Personally, I feel the movement of women into the paid workforce (and out of roles in the subsistence, gift, and planned economies, see my website on that) has weakened the USA given men have not moved to take up the slack. As a consequence, in the USA, we see our home life suffering for want of real cooked food from private gardens, our non-profits suffering for lack of volunteers, and our politics failing for lack of anyone to pay attention or get involved as a volunteer in political campaigns or go to town meetings. Plus, women in the USA are a lot more unhappy now than before (according to studies), probably because many of them gave up the potnetial for a role with a lot of autonomy and creativity and mastery (raising kids and running a household) for jobs low status low wage jobs with a lot of supervision. My "gender neutral" approach towards the factoid in the nested quote is to want a "basic income" for everyone in the USA.... :-)
Related study:
"What's Happening To Women's Happiness?"
http://www.huffingtonpost.com/...
"First, since 1972, [in the USA] women's overall level of happiness has dropped, both relative to where they were forty years ago, and relative to men. You find this drop in happiness in women regardless of whether they have kids, how many kids they have, how much money they make, how healthy they are, what job they hold, whether they are married, single or divorced, how old they are, or what race they are. (The one and only exception: African-American women are now slightly happier than they were back in 1972, although they remain less happy than African American men.) ... The second discovery is, this: though women begin their lives more fulfilled than men, as they age, they gradually become less happy. Men, in contrast, get happier as they get older. ..."

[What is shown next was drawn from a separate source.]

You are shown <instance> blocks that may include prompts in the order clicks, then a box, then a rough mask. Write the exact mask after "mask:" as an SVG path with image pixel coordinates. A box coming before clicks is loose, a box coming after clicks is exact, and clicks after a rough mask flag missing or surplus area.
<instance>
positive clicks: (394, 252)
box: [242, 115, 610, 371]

That is the cultural backdrop behind so many cultural trends and changes in the USA. So, people are still tinkering with trying to improve that without really asking deep questions about a fundamental shift in most women's lives to ones with less autonomy, mastery, and purpose as they took paying jobs in an economy that has seen stagnant wages (and unpaid overtime) and lots of competition between workers for limited promotions? Sure, working as a software developer at a company like Joyent might seem purposeful (changing the landscape of FOSS web apps we all rely on), but really, most jobs in the USA don't have that level of obvious purpose, in part because work has often become so specialized and compartmentalized.

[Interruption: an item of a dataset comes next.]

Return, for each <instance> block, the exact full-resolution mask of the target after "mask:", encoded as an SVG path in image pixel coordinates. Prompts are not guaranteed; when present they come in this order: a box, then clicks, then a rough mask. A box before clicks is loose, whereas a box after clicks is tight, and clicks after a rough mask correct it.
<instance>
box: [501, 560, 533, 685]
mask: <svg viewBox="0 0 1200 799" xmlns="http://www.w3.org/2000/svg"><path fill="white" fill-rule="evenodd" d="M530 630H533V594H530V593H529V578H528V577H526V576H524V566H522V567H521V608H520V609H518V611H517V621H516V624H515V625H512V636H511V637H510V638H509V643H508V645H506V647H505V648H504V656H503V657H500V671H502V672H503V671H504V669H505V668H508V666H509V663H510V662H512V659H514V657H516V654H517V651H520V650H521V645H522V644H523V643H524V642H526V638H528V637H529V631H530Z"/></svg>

Obviously expectations about gendered pronouns are in flux in the USA (related to other social changes) and that causes various sorts of stress. Norms are definitely shifting. I pretty much always reword sentences to avoid choosing he/she for individuals or I use "they" incorrectly on purpose. A sentence with "he" for an arbitrary individual person does sound more archaic, although, to me, a sentence with "she" using the alternating she/he style also sounds forced. It's a bit astounding to think that issue has now bubbled up to the point where entire communities are getting forked over it.